Многим новоевропейская наука представлялась феноменом антицерковным. С
этим нельзя вполне согласиться. Конечно, она лишила теологию статуса
«царицы наук», но вместе с тем она направляется мотивом, который имеет
христианское происхождение. Это хорошо показал, например, Карл Ясперс,
говоря о «христианской моральности как источнике той безусловной воли к
истине, на которой держится... универсальная наука и современный научный
образ мыслей». Он писал: «Отличительная особенность христианского мира
... — всеохватность жажды знания, непреклонная настойчивость в поисках
истины, которая воплотилась в нашей науке. То, что такая наука с ее
универсальностью, не признающей никаких границ, и с ее внутренним
единством возникла... на христианской почве, есть бесспорный факт... Все
познанное и познаваемое мировое бытие есть бытие тварное ... Это значит,
что мир как таковой бездонен, ибо дном ему служит нечто иное, а именно
Творец; это значит, что мир как таковой не замкнут и потому не может
выступать как нечто завершенное в познании»3. 

Конечно, отношения Церкви и науки остаются сложными, и тому есть как
минимум две причины. Со стороны научного сообщества, это сциентизм, т.е.
претензия некоторых представителей конкретных наук на выработку особого
«научного» мировоззрения, которое может выступать оппонентом и
конкурентом мировоззрения религиозного. Со стороны же сообщества
религиозного, это свойственное некоторым его представителям мнение, что
всякая наука безбожна, а поэтому не может претендовать на достоверное
познание Истины.

Оба эти препятствия могут быть преодолены, если Церковь и наука не будут
рассматриваться как конкуренты и враги. Это дело прежде всего тех
ученых-христиан, которые могут свидетельствовать о том, что между верой,
согласной с церковным Преданием, и критической работой ума, следующего
научной методологии, не существует принципиального противоречия. Церковь
утверждает, что познание мира и научное творчество есть одно из высших
проявлений человеческого духа, или, говоря богословски, есть проявление
со-оґбразности человека своему Творцу, как учит святой Григорий Нисский
(De hom. Оp. 9. PG 44, 149).

Если говорить о культуре в более узком смысле, т.е. о ценностях и
эстетических стандартах, о философских поисках, художественном
творчестве, литературе и искусстве, то современная ситуация
представляется гораздо более сложной и противоречивой. Сегодня мы имеем
дело с таким плюрализмом смыслов и форм, который явно вступает в
противоречие с церковной традицией. Церковь не может согласиться с
характерным для современного общества поверхностным, утилитарным
отношением к жизни. При этом важно помнить, что Церковь имеет дело не с
«культурными тенденциями», а с живыми людьми.
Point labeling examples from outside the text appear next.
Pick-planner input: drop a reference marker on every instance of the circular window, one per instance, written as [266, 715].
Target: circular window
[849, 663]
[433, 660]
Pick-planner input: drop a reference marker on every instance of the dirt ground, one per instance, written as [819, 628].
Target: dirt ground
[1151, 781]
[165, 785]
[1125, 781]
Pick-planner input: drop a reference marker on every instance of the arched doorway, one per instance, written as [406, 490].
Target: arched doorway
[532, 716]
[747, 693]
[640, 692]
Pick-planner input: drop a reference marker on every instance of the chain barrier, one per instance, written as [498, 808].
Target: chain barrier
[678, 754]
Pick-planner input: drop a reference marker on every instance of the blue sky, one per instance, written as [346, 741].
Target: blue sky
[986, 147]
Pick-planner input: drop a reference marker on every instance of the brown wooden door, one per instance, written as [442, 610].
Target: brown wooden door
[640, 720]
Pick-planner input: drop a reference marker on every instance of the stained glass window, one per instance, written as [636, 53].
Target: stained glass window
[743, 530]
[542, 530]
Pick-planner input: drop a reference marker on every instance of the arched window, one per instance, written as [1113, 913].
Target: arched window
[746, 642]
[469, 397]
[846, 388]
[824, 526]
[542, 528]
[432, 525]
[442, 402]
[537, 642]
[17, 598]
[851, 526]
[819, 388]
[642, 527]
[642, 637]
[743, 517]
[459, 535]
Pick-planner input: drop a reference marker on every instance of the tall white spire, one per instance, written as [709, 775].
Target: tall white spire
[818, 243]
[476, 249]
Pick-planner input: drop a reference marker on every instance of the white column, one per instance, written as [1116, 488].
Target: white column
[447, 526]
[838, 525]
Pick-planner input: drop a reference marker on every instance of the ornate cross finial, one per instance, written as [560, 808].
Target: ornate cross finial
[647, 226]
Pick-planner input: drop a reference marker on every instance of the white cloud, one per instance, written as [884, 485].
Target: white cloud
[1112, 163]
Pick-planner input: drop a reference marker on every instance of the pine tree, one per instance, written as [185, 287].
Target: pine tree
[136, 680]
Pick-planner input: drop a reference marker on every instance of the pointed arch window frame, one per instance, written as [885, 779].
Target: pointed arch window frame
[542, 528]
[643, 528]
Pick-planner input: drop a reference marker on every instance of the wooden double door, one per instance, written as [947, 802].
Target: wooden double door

И поэтому, на мой взгляд,
в нынешней культурной ситуации главная задача Церкви заключается не в
том, чтобы критиковать культурные процессы, но чтобы помочь современному
человеку осознать и пережить глубину жизни, ее духовное измерение.
Помочь понять, что отношения человека с другими людьми и с миром в целом
должны быть серьезны и ответственны. Именно такое понимание дает
христианский религиозный опыт, для которого источником смысла и духовной
силы является Бог.

В данном случае важным является разъяснение христианского понимания
свободы. Церковь часто пытались представить врагом личной свободы и
культурного творчества. Разумеется, это не соответствует существу
христианства. Дело в том, что свободу часто путают с произволом, который
является формой безответственности. В противовес формальному пониманию
свободы Церковь говорит о том, что свобода человека есть неотъемлемый
элемент его Богоподобия. Она становится негативной, если отравлена
грехом, т.е. противоречит тому, к чему Бог призвал человека. С другой
стороны, всякое культурное творчество, которое обращено к духовному
существу человека, к вечному в нем, достойно внимания Церкви.
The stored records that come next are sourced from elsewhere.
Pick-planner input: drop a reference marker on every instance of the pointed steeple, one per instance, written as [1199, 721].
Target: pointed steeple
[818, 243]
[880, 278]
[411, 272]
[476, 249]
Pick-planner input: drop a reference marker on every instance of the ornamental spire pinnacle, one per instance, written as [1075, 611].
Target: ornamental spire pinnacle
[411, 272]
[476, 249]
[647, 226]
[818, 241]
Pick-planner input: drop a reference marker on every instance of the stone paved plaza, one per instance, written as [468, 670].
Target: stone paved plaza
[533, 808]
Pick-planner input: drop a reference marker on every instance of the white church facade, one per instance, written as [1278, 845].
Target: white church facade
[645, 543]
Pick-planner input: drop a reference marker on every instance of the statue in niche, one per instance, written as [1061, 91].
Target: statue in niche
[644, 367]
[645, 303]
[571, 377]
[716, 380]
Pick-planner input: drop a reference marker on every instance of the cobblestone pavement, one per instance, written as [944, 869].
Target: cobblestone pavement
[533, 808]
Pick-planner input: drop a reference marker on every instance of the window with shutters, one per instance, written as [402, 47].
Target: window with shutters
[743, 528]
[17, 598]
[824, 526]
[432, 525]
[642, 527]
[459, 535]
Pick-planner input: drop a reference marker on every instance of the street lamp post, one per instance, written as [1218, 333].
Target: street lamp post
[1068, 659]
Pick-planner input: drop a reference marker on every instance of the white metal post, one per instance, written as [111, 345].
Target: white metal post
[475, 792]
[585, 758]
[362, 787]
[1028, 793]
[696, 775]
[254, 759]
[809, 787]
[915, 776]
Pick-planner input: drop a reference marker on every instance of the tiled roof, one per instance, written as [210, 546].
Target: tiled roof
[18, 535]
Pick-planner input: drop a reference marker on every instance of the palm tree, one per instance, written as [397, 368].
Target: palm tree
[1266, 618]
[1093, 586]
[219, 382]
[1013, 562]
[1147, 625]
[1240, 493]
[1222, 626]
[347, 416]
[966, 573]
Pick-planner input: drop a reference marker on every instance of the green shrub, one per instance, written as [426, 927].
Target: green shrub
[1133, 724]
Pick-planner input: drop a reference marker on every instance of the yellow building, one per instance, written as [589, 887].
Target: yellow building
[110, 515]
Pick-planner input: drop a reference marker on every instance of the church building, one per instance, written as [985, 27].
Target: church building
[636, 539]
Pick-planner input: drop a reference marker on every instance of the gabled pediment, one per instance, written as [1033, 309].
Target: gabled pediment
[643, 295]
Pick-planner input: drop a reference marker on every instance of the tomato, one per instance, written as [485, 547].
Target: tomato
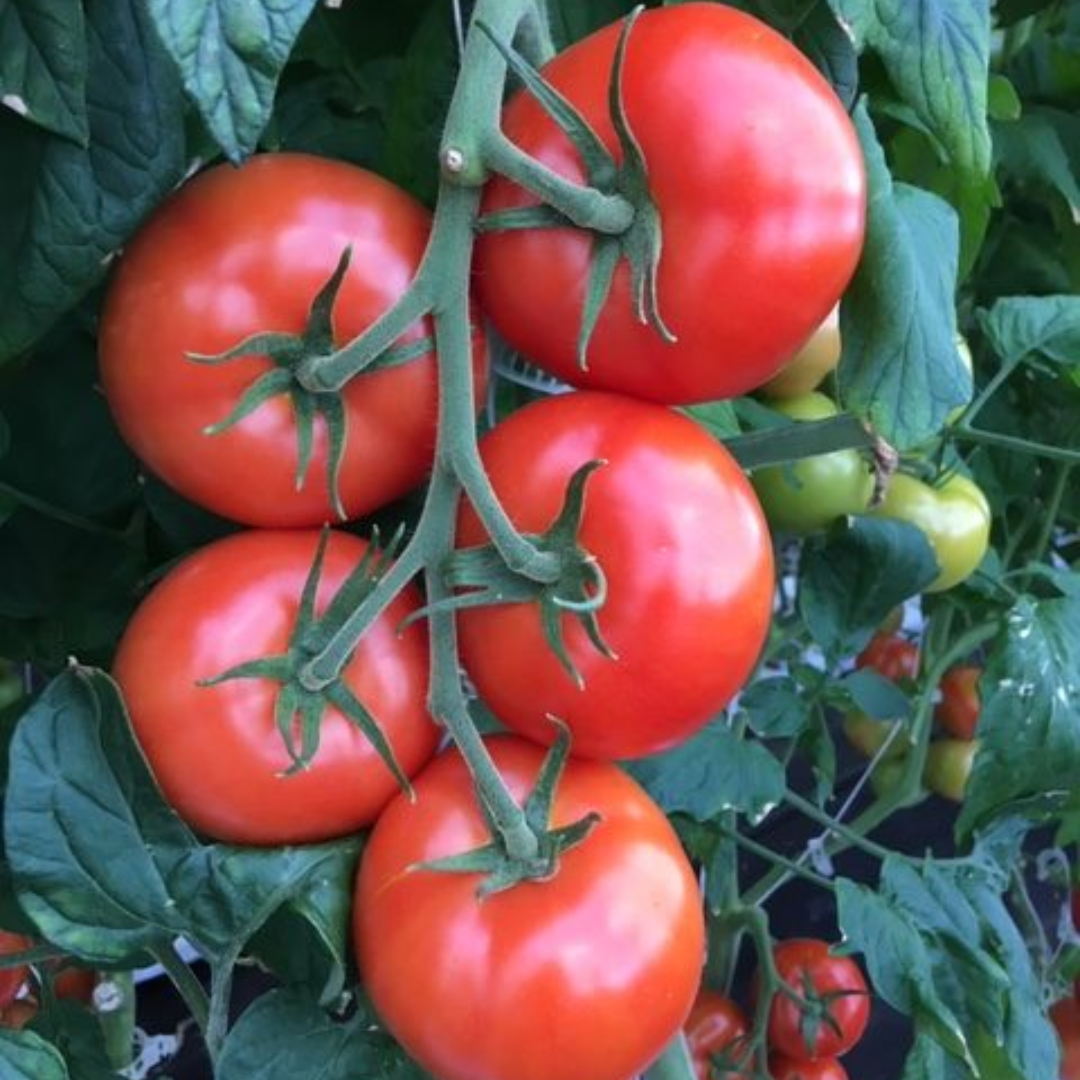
[216, 750]
[759, 184]
[832, 984]
[958, 710]
[12, 979]
[716, 1033]
[788, 1068]
[955, 517]
[895, 658]
[813, 493]
[948, 767]
[586, 975]
[240, 251]
[688, 559]
[811, 365]
[1066, 1017]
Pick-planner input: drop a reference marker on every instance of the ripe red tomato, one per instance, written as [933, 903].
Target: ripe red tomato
[788, 1068]
[1066, 1017]
[716, 1034]
[241, 251]
[216, 751]
[12, 979]
[688, 559]
[958, 710]
[759, 183]
[586, 975]
[835, 985]
[895, 658]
Церковь и сегодня предлагает миру свой особый опыт творчества, которое
направлено на уподобление человека Богу, на его духовное преображение.

Не выходя из мира, не разрывая свои жизненные связи с человеческой
культурой, Церковь на протяжении своей истории осознает свою миссию как
свидетельство о Христе, который «вчера и сегодня и во веки Тот же» (Евр.
13, 8).

1 Мандельштам О. Собр. соч. М., 1991. Т. 2. С. 223, 283.

2 Хайдеггер М. Время и бытие: статьи и выступления. М., 1993. С. 42.